Red Steel 2022
Fathoming the divergence of his lifeline, venerated and underrated singer delivers his questionably final album.
Mostly remembered for his stints with LONE STAR, URIAH HEEP and Gary Moore, this Welsh warbler’s solo artistry has run in a rather different way from what was his trademark approach to hard rock. Keeping his profile deliberately low, Sloman never really left the stage, as the title of the singer’s 1989 solo debut “Disappearances Can Be Deceptive” seemed to suggest, yet the stage moved on with the times, and it took a true fan, familiar with the irresistible, black-hole-like pull of John’s sophomore effort, “Dark Matter” from 1993, to recognize him in 2012 in the fire-and-brimstone preacher who delivered gloomy tunes to the “Occupy” movements crowds in London, the town the Cardiff-born performer used to love as much as his home turf. The feeling of being torn between two cities, symbolized by their centuries-cutting watercourses, became, in a dreary Dickensian style, the concept for the 65-year-old-veteran’s ninth – and supposedly, final – autobiographical album, his poetic and musical zenith.
Thematically slanted, many of this platter’s songs are linked via snippets of spoken word, but it’s the lyrical motifs and melodic patterns which stitch all the pieces together and take them through the ages on a journey depicted, in English and French, in the patinated epic “From The Taff To The Thames” – a pastiche full of panache and allowing a smile to radiate across the entire record. From the piano-splattered title track onwards, a somber grandeur is unfolding before the listener, as Sloman manipulates a variety of instruments to create an orchestral wave, that will later dissolve in mesmeric strum, and sculpt a rustic choir or occasional oratorio out of his multifaceted vocals, even reaching for operatic phantoms in “The Last Coalminer” and in a few other spots.
John may spike “This River Is A Time Machine” with a scintillating tribal pulse and wrap the beats in swirling strings, and dive into a childhood reverie in the mellifluously belligerent balladry of “Scenes From An Old Biscuit Tin” which smells of ancient sadness – only romanticism is bound to turn into a chant of protest in the history-stirring “Londinium” where his croon has histrionics compromise solemnity, and in “Caerdydd (City On The River)” where impressive a cappella start opens out into an insistent, mandolin-tinctured folk sway. However, if the lull of acoustic serenade “Blackweir” must melt the hardest of hearts, the tranquil mantra of “Rest In Peace (For Sylvy)” must dull the pain, and the catchy “When I Go Home” should cinch Celtic ambiance to Latin abandon and let exquisite flamenco flurries banish ghosts of yore in favor of future pleasures, the passionate “Charing Cross Moon” finds enchantment in the railroad grime, and the roaring “70’s Sunday” taps into heavy prog.

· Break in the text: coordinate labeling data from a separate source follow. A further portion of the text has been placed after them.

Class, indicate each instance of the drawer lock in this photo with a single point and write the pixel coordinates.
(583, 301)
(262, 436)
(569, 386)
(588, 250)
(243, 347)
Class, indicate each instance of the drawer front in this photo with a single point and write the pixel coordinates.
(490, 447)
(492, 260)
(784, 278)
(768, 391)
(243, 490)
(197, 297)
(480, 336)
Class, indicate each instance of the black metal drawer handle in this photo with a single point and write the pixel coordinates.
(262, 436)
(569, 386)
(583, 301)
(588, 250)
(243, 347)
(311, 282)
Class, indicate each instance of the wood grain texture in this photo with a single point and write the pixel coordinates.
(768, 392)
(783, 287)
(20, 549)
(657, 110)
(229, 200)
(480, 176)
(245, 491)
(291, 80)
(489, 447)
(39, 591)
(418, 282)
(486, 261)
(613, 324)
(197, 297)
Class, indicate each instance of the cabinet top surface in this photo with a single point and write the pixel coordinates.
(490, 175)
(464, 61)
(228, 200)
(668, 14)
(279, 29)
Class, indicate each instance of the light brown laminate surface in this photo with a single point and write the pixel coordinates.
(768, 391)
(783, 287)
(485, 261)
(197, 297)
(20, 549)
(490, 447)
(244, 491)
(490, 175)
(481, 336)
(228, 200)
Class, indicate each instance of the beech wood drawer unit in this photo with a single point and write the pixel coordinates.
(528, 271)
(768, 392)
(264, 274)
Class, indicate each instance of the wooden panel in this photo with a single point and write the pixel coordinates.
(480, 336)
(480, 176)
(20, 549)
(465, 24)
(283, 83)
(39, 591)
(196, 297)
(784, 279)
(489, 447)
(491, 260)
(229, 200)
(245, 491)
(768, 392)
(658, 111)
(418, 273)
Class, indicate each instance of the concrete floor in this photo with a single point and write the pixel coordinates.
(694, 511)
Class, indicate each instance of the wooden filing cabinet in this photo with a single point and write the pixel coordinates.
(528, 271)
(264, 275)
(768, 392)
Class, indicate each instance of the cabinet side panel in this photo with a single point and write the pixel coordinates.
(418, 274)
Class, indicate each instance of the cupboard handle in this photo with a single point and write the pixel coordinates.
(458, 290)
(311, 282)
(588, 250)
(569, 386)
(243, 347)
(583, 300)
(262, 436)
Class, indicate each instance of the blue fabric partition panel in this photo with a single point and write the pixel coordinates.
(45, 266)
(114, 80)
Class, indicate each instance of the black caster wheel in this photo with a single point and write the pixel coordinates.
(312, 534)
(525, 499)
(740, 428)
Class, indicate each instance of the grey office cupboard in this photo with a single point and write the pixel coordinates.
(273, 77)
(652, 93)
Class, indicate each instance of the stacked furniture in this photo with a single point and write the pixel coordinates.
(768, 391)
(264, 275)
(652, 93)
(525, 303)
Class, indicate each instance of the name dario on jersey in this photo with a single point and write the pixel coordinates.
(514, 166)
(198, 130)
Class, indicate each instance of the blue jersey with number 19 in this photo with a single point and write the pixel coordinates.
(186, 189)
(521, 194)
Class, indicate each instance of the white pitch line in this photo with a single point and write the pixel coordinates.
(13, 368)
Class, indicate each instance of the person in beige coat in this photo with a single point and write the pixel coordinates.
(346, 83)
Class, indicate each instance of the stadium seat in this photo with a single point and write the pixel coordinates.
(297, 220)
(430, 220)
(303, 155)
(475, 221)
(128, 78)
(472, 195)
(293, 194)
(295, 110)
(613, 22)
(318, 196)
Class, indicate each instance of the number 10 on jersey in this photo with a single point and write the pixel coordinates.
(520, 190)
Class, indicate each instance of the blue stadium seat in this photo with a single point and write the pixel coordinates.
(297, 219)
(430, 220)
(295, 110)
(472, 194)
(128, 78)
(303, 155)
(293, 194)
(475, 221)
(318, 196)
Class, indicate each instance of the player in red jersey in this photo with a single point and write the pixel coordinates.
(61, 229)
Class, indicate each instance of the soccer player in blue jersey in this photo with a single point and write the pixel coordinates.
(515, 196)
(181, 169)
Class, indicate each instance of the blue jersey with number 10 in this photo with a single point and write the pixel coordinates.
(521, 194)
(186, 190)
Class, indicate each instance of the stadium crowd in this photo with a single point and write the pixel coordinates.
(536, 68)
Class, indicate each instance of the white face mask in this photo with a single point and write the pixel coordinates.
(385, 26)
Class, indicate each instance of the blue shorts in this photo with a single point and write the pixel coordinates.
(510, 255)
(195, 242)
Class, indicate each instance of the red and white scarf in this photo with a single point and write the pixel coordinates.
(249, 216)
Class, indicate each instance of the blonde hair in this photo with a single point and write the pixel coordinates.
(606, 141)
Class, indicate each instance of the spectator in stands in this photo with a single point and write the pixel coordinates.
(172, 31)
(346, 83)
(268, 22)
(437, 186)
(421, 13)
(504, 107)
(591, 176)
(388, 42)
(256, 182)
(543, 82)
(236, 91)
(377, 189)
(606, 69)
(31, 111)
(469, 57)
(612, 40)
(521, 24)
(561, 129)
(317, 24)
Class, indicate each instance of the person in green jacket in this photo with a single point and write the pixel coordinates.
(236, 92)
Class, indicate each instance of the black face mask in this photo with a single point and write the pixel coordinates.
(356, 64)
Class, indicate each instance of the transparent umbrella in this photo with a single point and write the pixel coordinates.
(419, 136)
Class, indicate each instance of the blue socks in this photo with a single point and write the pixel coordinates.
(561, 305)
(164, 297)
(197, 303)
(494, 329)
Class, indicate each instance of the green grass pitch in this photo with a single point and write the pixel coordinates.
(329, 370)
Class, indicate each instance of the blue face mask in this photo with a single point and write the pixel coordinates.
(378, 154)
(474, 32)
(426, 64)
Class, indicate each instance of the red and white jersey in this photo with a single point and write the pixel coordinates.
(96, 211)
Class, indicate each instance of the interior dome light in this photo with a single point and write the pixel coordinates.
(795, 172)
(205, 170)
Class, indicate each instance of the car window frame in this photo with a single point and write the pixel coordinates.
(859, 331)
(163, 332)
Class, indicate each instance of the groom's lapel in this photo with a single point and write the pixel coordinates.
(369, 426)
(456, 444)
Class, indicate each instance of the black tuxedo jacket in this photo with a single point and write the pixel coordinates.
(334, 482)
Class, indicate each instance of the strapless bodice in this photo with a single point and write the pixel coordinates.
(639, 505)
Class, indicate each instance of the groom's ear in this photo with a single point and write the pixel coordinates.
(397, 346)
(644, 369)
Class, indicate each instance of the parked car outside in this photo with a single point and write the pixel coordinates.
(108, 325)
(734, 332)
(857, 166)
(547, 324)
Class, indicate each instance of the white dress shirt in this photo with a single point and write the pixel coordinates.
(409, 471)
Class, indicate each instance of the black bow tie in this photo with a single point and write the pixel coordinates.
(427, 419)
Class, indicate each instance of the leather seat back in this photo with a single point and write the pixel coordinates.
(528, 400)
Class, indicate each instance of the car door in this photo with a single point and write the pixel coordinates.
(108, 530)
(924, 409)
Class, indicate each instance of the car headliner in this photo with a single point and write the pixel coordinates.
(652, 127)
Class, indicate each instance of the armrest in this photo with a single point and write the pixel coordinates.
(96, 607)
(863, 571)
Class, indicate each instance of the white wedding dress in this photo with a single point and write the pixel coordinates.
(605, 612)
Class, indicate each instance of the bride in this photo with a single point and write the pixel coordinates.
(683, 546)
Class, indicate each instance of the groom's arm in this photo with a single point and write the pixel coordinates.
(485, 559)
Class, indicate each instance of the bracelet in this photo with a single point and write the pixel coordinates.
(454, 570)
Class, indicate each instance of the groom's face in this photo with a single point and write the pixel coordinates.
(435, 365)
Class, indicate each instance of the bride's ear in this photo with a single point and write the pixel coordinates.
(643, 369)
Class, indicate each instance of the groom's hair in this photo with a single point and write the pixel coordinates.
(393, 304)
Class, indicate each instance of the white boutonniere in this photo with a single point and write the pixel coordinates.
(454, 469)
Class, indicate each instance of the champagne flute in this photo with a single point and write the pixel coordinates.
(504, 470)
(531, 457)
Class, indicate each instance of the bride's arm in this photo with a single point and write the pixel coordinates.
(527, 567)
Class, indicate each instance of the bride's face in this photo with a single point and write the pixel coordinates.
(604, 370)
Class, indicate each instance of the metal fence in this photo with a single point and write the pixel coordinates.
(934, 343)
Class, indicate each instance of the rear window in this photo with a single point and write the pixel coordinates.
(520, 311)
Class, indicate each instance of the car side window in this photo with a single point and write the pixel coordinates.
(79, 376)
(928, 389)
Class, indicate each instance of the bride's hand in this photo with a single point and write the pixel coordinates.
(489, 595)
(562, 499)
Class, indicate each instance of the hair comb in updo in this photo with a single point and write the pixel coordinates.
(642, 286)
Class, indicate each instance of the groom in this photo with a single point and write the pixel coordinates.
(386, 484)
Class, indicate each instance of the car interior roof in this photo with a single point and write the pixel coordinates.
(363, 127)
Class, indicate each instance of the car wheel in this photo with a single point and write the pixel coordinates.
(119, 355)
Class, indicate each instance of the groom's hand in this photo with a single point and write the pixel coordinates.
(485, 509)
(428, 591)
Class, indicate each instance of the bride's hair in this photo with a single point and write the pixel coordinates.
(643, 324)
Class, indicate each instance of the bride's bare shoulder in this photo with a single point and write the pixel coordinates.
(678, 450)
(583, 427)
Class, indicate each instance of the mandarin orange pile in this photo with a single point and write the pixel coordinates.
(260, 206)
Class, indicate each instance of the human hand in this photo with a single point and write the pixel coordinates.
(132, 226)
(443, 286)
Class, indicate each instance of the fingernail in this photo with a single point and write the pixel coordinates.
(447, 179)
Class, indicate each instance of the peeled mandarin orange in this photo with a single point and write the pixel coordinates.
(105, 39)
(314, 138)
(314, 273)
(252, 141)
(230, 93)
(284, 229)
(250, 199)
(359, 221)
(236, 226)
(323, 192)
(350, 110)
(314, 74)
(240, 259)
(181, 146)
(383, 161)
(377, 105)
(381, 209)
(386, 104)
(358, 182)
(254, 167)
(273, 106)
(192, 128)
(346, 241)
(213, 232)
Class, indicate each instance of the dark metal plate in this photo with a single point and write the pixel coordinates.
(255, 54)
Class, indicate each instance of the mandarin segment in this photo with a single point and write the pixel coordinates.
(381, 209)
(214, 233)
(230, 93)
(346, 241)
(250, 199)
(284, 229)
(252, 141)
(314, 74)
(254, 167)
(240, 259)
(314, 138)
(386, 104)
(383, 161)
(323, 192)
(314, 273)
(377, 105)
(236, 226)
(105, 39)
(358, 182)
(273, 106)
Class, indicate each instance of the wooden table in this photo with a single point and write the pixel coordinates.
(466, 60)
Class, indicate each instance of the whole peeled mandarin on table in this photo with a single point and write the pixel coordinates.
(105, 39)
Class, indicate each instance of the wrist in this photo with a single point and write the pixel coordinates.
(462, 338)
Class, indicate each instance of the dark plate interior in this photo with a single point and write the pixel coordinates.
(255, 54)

Still, there’s wondrous, restless levity to “Walking Along The Taff” which streams its traditional buzz into contemporary sensibility and sees Sloman’s pipes embrace the past, while “Farewell To London Town” brings this voyage to a close with a subdued, albeit defiant, dream – a catharsis of sorts. Cleansing one’s very soul, “Two Rivers” is magnificently intense: a fitting album to register a finish of the artistic career.